Styphelia lissanthoides is a species of flowering plant in the heath family Ericaceae and is endemic to the south of Western Australia. It is an erect, bushy shrub with egg-shaped to lance-shaped leaves with the narrower end towards the base, and white, tube-shaped flowers arranged singly or in pairs in leaf axils.

==Description==
Styphelia lissanthoides is an erect, bushy shrub that typically grows to a height of about 1 m and has more or less glabrous branches. Its leaves are egg-shaped to lance-shaped leaves with the narrower end towards the base and mostly about 6 mm long on a distinct petiole, and have fine veins. The flowers are borne singly or in pairs on a very short peduncle. There are very small bracts and bracteoles scarcely one-third as long as the sepals.
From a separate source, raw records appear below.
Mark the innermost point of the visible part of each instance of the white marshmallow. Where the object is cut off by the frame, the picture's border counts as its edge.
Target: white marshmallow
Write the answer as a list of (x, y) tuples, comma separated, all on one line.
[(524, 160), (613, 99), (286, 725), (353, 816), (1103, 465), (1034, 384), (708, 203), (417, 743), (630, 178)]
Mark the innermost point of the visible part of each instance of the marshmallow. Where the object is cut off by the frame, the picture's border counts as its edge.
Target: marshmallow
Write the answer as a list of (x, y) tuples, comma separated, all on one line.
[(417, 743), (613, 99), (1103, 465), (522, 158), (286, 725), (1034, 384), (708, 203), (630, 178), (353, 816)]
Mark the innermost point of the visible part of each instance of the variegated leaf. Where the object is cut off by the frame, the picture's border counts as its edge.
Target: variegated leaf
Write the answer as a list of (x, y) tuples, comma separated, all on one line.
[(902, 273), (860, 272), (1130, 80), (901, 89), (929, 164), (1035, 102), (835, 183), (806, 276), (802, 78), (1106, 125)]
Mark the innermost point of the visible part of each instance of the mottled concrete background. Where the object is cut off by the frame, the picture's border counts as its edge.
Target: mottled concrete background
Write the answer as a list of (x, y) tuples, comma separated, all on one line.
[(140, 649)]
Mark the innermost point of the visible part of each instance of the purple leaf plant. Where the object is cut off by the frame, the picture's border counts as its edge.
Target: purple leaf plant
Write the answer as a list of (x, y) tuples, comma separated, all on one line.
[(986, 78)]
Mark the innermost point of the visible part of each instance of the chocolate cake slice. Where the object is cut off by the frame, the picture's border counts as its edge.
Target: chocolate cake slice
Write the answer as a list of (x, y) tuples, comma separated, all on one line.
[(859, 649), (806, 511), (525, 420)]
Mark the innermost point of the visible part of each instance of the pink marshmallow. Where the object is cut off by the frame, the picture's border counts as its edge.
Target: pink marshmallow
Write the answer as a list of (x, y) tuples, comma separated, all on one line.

The sepals are about 2.0 mm long and the petals are 5.4 mm long and joined at the base to form a tube, the lobes much shorter than the petal tube.

==Taxonomy==
This species was first described in 1864 by Ferdinand von Mueller who gave it the name Leucopogon lissanthoides in his Fragmenta Phytographiae Australiae from a specimen collected by George Maxwell near a tributary of the Phillips River. In 1867, von Mueller transferred the species to Styphelia as S. lissanthoides in later volume of the same book. The specific epithet (lissanthoides) means "Lissanthe-like".

This species was first formally described in 1859 as Leucopogon cuneifolius by Sergei Sergeyevich Sheglejev in the Bulletin de la Société impériale des naturalistes de Moscou. The specific epithet (cuneifolius) means "wedge-leaved".

==Distribution==
This styphelia occurs in the Avon Wheatbelt, Coolgardie, Esperance Plains and Mallee bioregions of south-western Western Australia.

==Conservation status==
Styphelia lissanthoides is listed as "not threatened" by the Western Australian Government Department of Biodiversity, Conservation and Attractions.